Title:Accelerated Distributed Stochastic Non-Convex Optimization over Time-Varying Directed Networks

Abstract:Distributed stochastic non-convex optimization problems have recently received attention due to the growing interest of signal processing, computer vision, and natural language processing communities in applications deployed over distributed learning systems (e.g., federated learning). We study the setting where the data is distributed across the nodes of a time-varying directed network, a topology suitable for modeling dynamic networks experiencing communication delays and straggler effects. The network nodes, which can access only their local objectives and query a stochastic first-order oracle to obtain gradient estimates, collaborate to minimize a global objective function by exchanging messages with their neighbors. We propose an algorithm, novel to this setting, that leverages stochastic gradient descent with momentum and gradient tracking to solve distributed non-convex optimization problems over time-varying networks. To analyze the algorithm, we tackle the challenges that arise when analyzing dynamic network systems which communicate gradient acceleration components. We prove that the algorithm's oracle complexity is $\mathcal{O}(1/\epsilon^{1.5})$, and that under Polyak-$Ł$ojasiewicz condition the algorithm converges linearly to a steady error state.

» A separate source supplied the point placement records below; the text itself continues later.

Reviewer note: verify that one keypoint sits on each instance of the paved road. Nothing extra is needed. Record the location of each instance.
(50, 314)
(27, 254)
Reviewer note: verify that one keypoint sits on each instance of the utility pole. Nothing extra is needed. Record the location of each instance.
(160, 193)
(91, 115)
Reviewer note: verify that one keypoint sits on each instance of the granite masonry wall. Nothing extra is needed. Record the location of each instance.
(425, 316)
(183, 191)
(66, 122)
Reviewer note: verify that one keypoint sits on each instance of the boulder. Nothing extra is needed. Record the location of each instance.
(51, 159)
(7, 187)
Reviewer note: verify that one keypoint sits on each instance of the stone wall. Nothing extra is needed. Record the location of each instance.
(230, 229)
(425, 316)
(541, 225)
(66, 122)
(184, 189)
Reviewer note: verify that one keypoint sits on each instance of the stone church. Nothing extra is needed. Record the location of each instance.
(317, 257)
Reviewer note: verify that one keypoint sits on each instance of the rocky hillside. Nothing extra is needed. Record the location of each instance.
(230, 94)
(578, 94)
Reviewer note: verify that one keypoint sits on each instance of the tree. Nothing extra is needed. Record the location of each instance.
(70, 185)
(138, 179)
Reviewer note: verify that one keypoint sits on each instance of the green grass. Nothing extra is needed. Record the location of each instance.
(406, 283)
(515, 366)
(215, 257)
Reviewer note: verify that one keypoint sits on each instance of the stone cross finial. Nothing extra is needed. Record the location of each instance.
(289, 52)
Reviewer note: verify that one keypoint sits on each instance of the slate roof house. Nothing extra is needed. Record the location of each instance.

The proposed scheme is tested on several learning tasks: a non-convex logistic regression experiment on the MNIST dataset, an image classification task on the CIFAR-10 dataset, and an NLP classification test on the IMDB dataset. We further present numerical simulations with an objective that satisfies the PL condition. The results demonstrate superior performance of the proposed framework compared to the existing related methods.